魏子虛皺眉:“你這話,如果傳到網上,你信不信立刻就有幾萬人來罵你,車都給你砸了。”
年未已露齒一笑:“道德警察哪兒都不缺,我早習慣了。反正我的黑色賓利上過保險,最慘的是保險公司。”
魏子虛把他送到房間陽台下,提醒一句:“明天早點把晉爵的帽子還回去,別自己惹事。”
“知道啦。”年未已走上台階,進門之前,趴在欄杆上對魏子虛說:“跟我說話不用這麽客氣。你知道嗎,你的說話方式總讓我想起小呆。”
“巧合罷了。”
年未已回到房間,已經是淩晨三點半。
他把染血的衣服脫了,打開衣櫃一看,他之前在終端機上點的實驗器材已經到貨。年未已拿起一個蒸餾燒瓶檢查,燒瓶材料是玻璃樹脂,耐受高溫的同時無法摔碎,使用起來非常安全。通過設施內的局域網可以得到很多不常規的東西,唯獨武器和藥品不可獲得,看得出director在極力營造一個安全的居住環境。但是玩家不一定配合。比方說周僮就計劃重傷別人來抵擋一次DEATH THEATER,為自己爭取多一天的存活機會。
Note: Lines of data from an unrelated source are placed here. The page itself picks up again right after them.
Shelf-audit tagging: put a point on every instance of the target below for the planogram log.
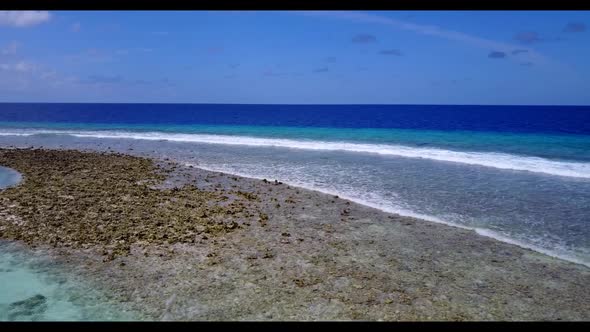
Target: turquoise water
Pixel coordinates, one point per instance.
(551, 146)
(34, 288)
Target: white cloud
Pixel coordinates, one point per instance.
(23, 18)
(430, 30)
(10, 49)
(19, 67)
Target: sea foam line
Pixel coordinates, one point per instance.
(487, 159)
(408, 213)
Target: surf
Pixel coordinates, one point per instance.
(486, 159)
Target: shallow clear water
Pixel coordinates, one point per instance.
(546, 212)
(517, 173)
(34, 288)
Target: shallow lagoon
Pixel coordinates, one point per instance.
(33, 287)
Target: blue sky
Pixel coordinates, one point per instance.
(328, 57)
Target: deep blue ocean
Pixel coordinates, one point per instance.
(520, 174)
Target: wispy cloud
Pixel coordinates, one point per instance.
(102, 79)
(92, 55)
(518, 51)
(10, 49)
(321, 70)
(496, 55)
(428, 30)
(215, 50)
(528, 37)
(23, 18)
(575, 27)
(391, 52)
(364, 38)
(19, 67)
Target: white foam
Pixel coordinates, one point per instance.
(408, 213)
(487, 159)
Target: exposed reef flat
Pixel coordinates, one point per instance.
(181, 243)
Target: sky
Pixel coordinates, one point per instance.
(296, 57)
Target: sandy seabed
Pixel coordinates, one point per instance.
(182, 243)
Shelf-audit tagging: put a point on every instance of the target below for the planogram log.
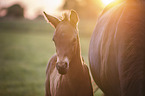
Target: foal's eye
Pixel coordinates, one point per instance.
(74, 40)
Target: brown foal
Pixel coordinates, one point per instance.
(66, 73)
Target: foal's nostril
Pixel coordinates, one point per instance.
(65, 65)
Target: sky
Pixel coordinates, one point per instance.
(33, 7)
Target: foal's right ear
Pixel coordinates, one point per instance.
(53, 21)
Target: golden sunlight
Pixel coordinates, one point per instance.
(106, 2)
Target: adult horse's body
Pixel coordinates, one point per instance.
(117, 50)
(66, 73)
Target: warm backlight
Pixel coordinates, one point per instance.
(106, 2)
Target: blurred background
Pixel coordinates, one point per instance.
(26, 41)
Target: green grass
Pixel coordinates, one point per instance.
(25, 48)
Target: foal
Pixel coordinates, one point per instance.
(66, 73)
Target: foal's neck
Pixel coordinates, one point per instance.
(76, 64)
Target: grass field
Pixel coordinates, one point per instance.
(25, 48)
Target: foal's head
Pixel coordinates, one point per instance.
(65, 38)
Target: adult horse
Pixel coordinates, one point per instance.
(117, 50)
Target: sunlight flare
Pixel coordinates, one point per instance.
(106, 2)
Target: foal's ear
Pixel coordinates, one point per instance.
(53, 21)
(74, 17)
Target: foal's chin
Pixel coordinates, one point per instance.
(62, 72)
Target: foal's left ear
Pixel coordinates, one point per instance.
(54, 21)
(74, 17)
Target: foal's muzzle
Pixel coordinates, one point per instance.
(62, 67)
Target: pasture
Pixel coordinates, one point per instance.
(25, 48)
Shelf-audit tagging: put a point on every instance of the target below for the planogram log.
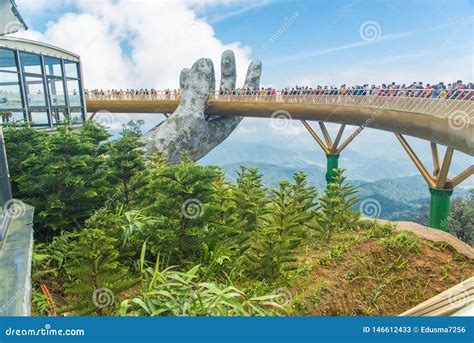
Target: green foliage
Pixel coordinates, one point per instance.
(39, 303)
(251, 200)
(404, 241)
(21, 143)
(167, 292)
(180, 195)
(95, 273)
(279, 234)
(461, 218)
(62, 178)
(336, 211)
(374, 230)
(125, 158)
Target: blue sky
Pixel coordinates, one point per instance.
(301, 42)
(324, 38)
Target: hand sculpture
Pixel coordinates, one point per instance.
(187, 129)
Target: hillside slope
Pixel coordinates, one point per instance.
(376, 271)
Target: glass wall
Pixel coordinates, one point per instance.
(44, 90)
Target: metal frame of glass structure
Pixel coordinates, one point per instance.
(40, 84)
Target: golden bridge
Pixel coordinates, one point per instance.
(447, 122)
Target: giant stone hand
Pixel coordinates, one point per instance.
(188, 128)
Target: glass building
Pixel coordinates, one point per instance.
(40, 84)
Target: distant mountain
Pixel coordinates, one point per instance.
(396, 198)
(273, 174)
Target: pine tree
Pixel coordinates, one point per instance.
(304, 199)
(336, 211)
(251, 200)
(280, 234)
(181, 194)
(97, 278)
(125, 158)
(222, 208)
(65, 180)
(20, 144)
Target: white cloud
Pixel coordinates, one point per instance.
(123, 45)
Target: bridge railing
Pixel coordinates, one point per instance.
(440, 104)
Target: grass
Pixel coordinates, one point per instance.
(376, 270)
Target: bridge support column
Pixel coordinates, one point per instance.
(330, 148)
(439, 208)
(439, 185)
(332, 164)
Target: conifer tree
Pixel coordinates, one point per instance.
(304, 199)
(125, 158)
(64, 180)
(180, 195)
(222, 207)
(336, 211)
(279, 236)
(97, 277)
(20, 144)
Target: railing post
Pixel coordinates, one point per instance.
(439, 208)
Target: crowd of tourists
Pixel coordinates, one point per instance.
(455, 91)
周僮的計劃被年未已獲知,但其他人是在暗中使力。明天進行的遊戲未知,沒人能保證有優勢獲勝,那麽在遊戲時間外幹擾別人或者搶奪積分就成為一種捷徑。周僮的手槍現在落在魏子虛手裏,年未已沒有周僮那樣的殺傷性武器,而且憑他的體能也無法用暴力搶奪積分,隻能采取更加迂回的方式。
年未已接好插線板,把這些實驗儀器架設在浴室裏,這樣比較隱蔽,實驗廢液也好清理。
做完這一切,他輕手輕腳的走出房間,下到地麵,蹲下來用手指摳挖磚石縫隙。
年未已專心采集土壤樣本,為了得到較深層的土,他幾乎挖空了兩塊磚之間的間隙。磚石側麵有一片汙痕,年未已一開始以為是泥塊,湊近一看竟然是漢字,字體跟他下午發現的“許慧方”一致,不同的是沒有標注日期,隻有一個光禿禿的名字。年未已撫上那兩個字,輕輕念出聲。
“周僮。”灰敗的天空和汙濁海水,浪花將一具浮腫軟白的屍體推上岸邊。魏子虛艱難地爬上岸,在遍地玻璃碴的沙灘行走,他看見自己身穿純白西裝,裸露出的皮膚遍布烏青傷痕,每走一步,雙腿之間都傳來撕裂般的劇痛。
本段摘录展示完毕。